Road Salt Can Keep Citizens Safe but is Damaging the Planet


Justin Snyder Photo

Road salt may help keep these drivers safe, but is damaging the environment.

Emma Kennedy, Staff Writer

Road salt is a cheap and effective way to make the roads safer to drive on when the roads are layered with ice. According to Columbia Climate School, “Today an estimated 20 million tons of salt is scattered on U.S. roads annually—about 123 pounds for every American.” Studies have shown that while road salt is effective in keeping citizens safe on the roads, it has significant detrimental effects on the environment. Road salt can negatively affect plants, wildlife, freshwater sources and soil.

A large amount of road salt runs off of roadways and collects on the side of roads, damaging the plants near them. The components of the salt degrade the soil, and in turn damages the growth of the plants. Much of the road salt also affects wildlife, potentially harming animals if they digest the salt crystals. An example of this is deer can also get salt toxicosis from eating too much road salt that causes damage to their brains, resulting in more accidents. Some animals like deer are attracted to the salt and like to lick it up, leading to an increase of accidents and more roadkill.
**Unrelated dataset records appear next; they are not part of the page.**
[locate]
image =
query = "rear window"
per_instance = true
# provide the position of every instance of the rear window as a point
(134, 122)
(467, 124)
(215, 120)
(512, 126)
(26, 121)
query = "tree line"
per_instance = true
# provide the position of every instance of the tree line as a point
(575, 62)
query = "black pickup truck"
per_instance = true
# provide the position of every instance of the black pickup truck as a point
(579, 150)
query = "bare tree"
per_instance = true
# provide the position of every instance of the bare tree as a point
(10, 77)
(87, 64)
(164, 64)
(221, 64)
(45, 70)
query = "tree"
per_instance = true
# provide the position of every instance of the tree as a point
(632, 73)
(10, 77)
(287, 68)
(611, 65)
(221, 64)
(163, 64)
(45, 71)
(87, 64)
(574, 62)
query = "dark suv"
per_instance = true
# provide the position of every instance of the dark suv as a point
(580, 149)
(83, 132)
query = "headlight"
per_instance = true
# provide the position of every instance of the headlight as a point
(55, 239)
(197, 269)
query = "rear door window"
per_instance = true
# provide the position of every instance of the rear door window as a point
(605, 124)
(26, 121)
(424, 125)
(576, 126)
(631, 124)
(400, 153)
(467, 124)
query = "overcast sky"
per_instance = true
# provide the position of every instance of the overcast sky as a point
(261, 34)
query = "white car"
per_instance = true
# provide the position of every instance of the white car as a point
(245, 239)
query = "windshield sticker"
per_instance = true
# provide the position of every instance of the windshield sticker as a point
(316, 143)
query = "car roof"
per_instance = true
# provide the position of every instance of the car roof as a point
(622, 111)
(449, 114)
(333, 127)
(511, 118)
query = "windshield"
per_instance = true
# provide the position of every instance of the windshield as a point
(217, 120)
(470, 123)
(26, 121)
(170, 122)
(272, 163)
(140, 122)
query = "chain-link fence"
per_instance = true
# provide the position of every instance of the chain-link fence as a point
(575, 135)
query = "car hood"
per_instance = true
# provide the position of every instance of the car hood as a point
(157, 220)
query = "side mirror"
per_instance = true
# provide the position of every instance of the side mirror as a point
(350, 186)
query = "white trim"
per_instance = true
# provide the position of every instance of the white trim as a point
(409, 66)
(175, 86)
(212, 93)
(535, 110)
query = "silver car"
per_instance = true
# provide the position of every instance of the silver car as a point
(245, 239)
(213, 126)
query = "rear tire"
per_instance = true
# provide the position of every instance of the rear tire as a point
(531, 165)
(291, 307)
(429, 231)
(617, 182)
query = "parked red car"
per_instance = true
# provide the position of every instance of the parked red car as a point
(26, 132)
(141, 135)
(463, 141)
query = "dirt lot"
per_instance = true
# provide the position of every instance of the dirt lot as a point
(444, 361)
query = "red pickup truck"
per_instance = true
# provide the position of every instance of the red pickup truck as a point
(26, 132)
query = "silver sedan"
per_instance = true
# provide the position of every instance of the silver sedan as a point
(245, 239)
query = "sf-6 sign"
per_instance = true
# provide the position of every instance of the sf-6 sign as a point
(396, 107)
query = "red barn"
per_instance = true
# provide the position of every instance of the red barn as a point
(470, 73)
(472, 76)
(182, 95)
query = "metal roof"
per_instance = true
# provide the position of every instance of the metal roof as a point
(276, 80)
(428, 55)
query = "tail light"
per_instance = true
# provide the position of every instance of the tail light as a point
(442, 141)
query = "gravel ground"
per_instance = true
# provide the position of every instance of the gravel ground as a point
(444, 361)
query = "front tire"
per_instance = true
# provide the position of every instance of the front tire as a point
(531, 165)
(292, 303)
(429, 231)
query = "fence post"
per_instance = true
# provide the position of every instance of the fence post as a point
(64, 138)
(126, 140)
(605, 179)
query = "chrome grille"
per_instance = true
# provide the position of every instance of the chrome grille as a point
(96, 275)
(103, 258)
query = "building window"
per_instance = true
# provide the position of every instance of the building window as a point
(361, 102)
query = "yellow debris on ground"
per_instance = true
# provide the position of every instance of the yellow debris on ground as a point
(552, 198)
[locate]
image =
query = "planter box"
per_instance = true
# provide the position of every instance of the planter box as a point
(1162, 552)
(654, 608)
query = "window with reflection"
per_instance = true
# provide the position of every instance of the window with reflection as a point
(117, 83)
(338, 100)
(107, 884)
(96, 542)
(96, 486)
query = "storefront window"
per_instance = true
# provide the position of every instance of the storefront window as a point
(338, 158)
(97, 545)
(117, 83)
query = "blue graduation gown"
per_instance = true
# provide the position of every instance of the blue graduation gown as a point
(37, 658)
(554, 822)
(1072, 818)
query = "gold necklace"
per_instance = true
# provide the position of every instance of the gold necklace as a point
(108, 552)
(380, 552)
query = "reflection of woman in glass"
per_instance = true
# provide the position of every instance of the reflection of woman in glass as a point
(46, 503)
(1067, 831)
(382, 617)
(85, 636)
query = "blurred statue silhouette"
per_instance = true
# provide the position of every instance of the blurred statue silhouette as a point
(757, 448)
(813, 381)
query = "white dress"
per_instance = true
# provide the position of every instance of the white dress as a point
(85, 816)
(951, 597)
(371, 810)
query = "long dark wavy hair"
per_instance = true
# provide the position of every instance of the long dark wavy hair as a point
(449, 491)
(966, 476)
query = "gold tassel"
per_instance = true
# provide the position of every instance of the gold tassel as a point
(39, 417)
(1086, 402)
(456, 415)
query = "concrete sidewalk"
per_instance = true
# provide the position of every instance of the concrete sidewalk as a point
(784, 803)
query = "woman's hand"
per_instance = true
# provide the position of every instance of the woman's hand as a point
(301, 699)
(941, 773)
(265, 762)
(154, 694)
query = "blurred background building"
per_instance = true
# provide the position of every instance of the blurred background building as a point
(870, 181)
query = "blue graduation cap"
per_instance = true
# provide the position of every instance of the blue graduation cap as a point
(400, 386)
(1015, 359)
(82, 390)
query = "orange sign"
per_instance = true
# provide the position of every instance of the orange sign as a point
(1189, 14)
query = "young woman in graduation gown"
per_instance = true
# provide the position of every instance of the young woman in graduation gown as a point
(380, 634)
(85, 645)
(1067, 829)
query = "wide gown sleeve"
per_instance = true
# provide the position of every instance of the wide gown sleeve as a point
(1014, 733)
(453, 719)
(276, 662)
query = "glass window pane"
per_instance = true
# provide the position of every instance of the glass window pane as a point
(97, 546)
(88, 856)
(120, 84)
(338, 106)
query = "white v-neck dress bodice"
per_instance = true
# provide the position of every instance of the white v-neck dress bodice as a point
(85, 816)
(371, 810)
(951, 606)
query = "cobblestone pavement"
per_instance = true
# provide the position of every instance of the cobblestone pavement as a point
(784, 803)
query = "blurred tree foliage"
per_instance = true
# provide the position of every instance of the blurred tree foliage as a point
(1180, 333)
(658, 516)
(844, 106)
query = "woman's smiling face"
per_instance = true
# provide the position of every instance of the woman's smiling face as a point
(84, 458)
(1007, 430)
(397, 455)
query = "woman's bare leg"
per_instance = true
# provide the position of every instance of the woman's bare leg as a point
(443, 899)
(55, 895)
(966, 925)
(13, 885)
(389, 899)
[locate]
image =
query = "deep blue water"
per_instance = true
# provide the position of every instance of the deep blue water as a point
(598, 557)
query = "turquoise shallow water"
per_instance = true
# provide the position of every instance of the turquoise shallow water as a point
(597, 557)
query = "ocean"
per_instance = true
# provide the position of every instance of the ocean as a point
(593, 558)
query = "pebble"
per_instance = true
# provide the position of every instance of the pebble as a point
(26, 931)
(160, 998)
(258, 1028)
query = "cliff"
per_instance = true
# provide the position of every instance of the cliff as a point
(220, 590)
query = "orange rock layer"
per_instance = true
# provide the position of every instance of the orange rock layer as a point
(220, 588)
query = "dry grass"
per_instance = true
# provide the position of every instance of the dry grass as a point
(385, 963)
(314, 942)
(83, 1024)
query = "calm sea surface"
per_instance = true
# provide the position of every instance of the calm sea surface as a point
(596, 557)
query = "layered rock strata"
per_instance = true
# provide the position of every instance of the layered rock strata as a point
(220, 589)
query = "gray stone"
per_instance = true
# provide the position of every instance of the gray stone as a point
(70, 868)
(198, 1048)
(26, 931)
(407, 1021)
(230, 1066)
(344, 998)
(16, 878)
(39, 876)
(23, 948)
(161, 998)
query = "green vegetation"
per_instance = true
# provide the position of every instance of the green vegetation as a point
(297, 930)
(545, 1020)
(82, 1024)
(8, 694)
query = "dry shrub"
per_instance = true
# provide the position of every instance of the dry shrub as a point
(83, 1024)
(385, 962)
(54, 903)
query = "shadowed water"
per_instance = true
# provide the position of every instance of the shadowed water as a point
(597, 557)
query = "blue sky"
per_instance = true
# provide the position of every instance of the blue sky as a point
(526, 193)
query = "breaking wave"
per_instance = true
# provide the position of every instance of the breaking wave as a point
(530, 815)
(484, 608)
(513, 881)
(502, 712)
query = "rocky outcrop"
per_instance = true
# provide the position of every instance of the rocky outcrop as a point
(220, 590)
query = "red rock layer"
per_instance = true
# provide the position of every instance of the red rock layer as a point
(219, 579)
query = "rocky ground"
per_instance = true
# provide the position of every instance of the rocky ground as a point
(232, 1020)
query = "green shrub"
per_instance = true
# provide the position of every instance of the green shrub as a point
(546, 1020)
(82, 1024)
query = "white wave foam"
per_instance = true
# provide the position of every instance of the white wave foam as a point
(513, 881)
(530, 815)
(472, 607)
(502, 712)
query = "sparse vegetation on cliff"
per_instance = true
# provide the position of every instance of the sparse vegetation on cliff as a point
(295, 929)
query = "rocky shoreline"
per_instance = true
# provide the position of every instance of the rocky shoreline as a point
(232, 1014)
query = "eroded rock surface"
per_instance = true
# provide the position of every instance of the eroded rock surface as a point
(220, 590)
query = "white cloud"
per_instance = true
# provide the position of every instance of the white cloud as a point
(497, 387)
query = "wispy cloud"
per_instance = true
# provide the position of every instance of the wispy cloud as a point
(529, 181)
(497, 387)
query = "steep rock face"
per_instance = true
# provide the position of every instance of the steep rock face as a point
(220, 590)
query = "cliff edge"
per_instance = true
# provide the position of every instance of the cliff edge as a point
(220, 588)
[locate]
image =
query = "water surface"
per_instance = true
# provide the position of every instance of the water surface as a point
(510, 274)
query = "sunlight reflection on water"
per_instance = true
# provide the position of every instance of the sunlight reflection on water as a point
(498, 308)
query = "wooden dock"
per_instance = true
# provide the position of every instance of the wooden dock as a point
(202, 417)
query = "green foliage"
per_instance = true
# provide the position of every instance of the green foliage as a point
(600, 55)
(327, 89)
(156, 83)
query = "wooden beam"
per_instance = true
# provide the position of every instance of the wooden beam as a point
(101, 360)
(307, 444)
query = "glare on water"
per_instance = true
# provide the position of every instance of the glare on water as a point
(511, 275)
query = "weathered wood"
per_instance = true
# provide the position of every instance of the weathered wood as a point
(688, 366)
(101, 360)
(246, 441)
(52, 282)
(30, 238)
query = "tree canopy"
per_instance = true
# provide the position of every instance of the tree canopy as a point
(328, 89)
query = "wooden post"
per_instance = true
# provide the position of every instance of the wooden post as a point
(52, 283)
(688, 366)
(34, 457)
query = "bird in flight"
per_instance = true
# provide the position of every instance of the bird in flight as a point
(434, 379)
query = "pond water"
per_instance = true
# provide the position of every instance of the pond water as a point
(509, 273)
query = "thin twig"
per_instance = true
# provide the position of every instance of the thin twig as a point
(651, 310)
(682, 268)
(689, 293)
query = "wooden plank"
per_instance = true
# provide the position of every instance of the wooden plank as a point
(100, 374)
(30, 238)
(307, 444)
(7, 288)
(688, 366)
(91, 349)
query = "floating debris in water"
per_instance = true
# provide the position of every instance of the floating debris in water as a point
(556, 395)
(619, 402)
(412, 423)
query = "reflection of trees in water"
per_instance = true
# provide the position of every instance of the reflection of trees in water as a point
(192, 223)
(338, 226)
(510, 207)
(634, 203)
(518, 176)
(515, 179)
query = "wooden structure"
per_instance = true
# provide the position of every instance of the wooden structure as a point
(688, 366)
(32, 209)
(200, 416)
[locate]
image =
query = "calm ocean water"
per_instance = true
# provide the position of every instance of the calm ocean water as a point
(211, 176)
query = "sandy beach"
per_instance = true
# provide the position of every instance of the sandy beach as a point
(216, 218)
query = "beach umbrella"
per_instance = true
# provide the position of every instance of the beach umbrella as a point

The salt contaminates freshwater sources and ecosystems as well. As stated by Cleveland OH Local News, elevated chloride levels in Ohio are continuing to affect freshwater ecosystems, reducing diversity in streams and slowing the growth of organisms. The high concentration of salt in the water sources can be fatal for freshwater aquatic life and is also a persistent risk to marine organisms because it doesn’t evaporate– it only builds up over time. Studies further explain that too much salt in freshwater sources can cause salty pockets to form at the bottom of the water, which creates biological dead zones. There is so little oxygen in these dead zones that aquatic life can’t survive at those depths. These zones are often caused by nutrient pollution, especially salt runoff from roadways. 

The salt runoff also affects drinking water. According to Cleveland OH Local News, “More than 40 percent of urban streams tested by the U.S. Geological Survey in 19 northern states, including Ohio, showed elevated chloride levels likely related to salt runoff from road de-icing.” The salt contaminates the water until it reaches a certain point where the water is no longer considered drinkable, according to federal safety standards. This is a concerning issue because as of right now, there isn’t a reversible solution to remove the salt from the environment. According to Columbia Climate School, “‘Once salt gets into the soil, or into a waterway, there really are no biological processes that will remove it,’ says aquatic ecologist Andrew Juhl.” The salt collection continues to contaminate and build over time and as far as studies show, there aren’t many solutions.

Research has revealed there aren’t many easily adaptable alternatives to road salt when it comes to deicing the roads. There have been found to be two chloride alternatives available, but they are much more expensive compared to the current road salt. Different food byproducts have been tested, but they weren’t as effective without adding salt to the liquids. The alternatives have their own disadvantages, being that the organic materials can deplete the oxygen levels of water sources which can also endanger aquatic life. Scientists are continuing to study the effects of rock salt on the environment in order to discover cheaper, safer, and more sustainable alternatives.